The study also found a distinct shortening of purine stretches in cancerous tissue compared to normal tissue, reflecting potentially different strategies that cancer cells might use to modulate gene expression. This tendency for common cancer mutations to avoid purine stretches hints at the possible functional significance of purine stretches for cancer initiation, clonal expansion, or progression.
In this study, we found a statistical shortening of purine stretches in cancer tumors, providing evidence that purine stacks play a significant role in chromatin organization and gene regulation. The importance of aromatic stacking was a key motivation for our research, and our findings suggest that the stability provided by purine stacking influences the observed mutational patterns. The shortening of purine stretches likely disrupts these stabilizing interactions, leading to changes in chromatin structure. While our results do not directly measure aromaticity, the dependence on purine stretch length supports the hypothesis that purine stacking is crucial for maintaining DNA stability and function.

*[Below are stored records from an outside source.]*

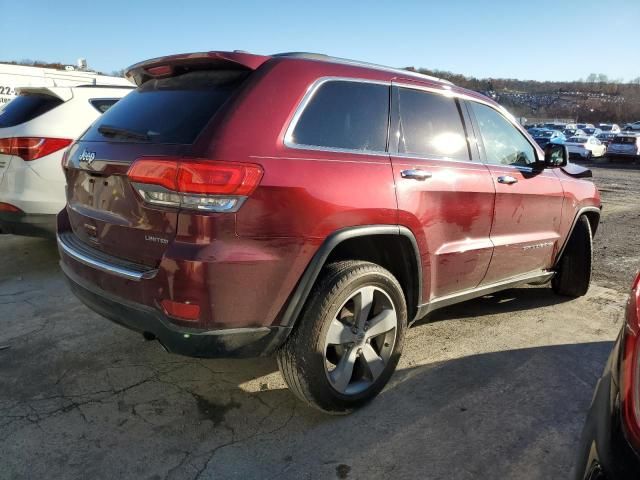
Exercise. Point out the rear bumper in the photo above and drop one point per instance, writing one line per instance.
(225, 343)
(32, 225)
(603, 451)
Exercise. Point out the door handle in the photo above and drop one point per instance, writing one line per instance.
(507, 179)
(416, 174)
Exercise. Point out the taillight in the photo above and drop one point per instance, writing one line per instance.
(630, 370)
(65, 158)
(195, 184)
(32, 148)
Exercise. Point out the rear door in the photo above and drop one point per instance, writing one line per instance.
(445, 194)
(162, 118)
(528, 207)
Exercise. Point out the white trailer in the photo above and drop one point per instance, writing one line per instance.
(13, 77)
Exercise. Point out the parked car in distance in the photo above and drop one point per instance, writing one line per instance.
(624, 145)
(549, 136)
(609, 127)
(533, 131)
(606, 137)
(225, 221)
(35, 129)
(610, 440)
(573, 132)
(592, 131)
(585, 147)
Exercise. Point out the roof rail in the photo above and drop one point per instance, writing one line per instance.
(104, 85)
(345, 61)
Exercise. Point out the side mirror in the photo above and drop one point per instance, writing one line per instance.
(555, 155)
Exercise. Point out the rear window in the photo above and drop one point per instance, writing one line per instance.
(345, 115)
(169, 110)
(26, 107)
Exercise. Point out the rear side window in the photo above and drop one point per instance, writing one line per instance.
(430, 125)
(345, 115)
(26, 107)
(169, 110)
(103, 104)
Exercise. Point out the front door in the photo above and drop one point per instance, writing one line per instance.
(528, 207)
(445, 194)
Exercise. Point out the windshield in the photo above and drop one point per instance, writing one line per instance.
(168, 110)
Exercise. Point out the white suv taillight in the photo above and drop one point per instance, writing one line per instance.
(197, 184)
(32, 148)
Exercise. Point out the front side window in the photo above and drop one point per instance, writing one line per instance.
(345, 115)
(26, 107)
(430, 125)
(503, 143)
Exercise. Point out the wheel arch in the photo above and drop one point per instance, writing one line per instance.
(364, 243)
(593, 216)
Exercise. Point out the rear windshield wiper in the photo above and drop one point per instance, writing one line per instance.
(110, 131)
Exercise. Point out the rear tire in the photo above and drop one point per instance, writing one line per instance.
(573, 274)
(348, 340)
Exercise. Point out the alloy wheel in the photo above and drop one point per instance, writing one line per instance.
(360, 340)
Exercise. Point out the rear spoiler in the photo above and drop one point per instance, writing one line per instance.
(63, 93)
(168, 66)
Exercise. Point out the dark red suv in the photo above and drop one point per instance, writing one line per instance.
(313, 207)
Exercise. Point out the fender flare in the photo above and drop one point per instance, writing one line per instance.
(581, 212)
(311, 273)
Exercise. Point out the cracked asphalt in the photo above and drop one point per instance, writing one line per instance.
(493, 388)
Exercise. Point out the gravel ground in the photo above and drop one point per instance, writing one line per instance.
(492, 388)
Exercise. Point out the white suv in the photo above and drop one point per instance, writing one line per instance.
(35, 129)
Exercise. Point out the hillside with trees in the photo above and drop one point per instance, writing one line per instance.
(594, 99)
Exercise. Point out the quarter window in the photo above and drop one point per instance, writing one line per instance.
(345, 115)
(503, 143)
(430, 125)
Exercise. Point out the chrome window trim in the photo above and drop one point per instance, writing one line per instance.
(103, 266)
(435, 158)
(308, 96)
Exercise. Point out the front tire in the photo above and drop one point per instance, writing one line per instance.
(573, 275)
(349, 338)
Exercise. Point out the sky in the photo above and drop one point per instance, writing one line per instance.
(535, 40)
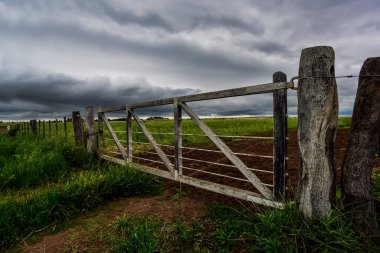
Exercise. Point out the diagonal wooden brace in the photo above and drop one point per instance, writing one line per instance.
(256, 182)
(114, 136)
(149, 136)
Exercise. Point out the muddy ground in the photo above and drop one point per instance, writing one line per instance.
(193, 202)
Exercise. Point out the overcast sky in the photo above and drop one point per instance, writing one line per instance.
(58, 56)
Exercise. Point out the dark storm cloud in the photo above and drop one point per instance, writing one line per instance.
(46, 94)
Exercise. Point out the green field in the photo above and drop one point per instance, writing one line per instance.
(47, 181)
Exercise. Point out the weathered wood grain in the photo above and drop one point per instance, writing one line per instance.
(77, 126)
(317, 122)
(152, 141)
(360, 151)
(89, 124)
(254, 180)
(177, 137)
(280, 127)
(114, 136)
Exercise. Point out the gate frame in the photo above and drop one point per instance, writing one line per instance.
(174, 171)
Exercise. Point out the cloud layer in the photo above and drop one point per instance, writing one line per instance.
(58, 56)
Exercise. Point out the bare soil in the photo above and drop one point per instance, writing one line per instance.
(186, 202)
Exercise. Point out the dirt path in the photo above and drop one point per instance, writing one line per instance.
(180, 201)
(177, 202)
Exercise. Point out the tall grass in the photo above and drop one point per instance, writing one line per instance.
(47, 205)
(26, 161)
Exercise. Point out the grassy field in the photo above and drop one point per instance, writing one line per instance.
(47, 181)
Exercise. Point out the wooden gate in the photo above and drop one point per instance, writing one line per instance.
(172, 165)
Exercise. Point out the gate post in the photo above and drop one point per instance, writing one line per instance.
(100, 129)
(89, 125)
(78, 130)
(33, 126)
(360, 150)
(65, 127)
(317, 122)
(177, 139)
(129, 134)
(280, 127)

These findings collectively support the hypothesis that purine stretches in promoters have functional importance, especially in complex gene regulation functions and chromatin restructuring. The variations in purine stretches associated with different cancer types may contribute to unique disease pathways, highlighting the functional importance of intergenic sequences and their electronic structures.
Our computational analysis provides a foundation for understanding purine stretches in cancer. Future experimental studies, such as targeted mutagenesis, DNA melting experiments, or spectroscopic analyses, could directly measure purine stretch properties and their alterations in cancer. Such work would complement our computational approach and further elucidate the role of purine stretches in cancer development.
Overall, the results provide evidence for the importance of purine stretches in cellular function and suggest a complex relationship with different types of cancer. This research is crucial in unraveling the function of delocalized electron structures in intergenic regions and particularly in cancer.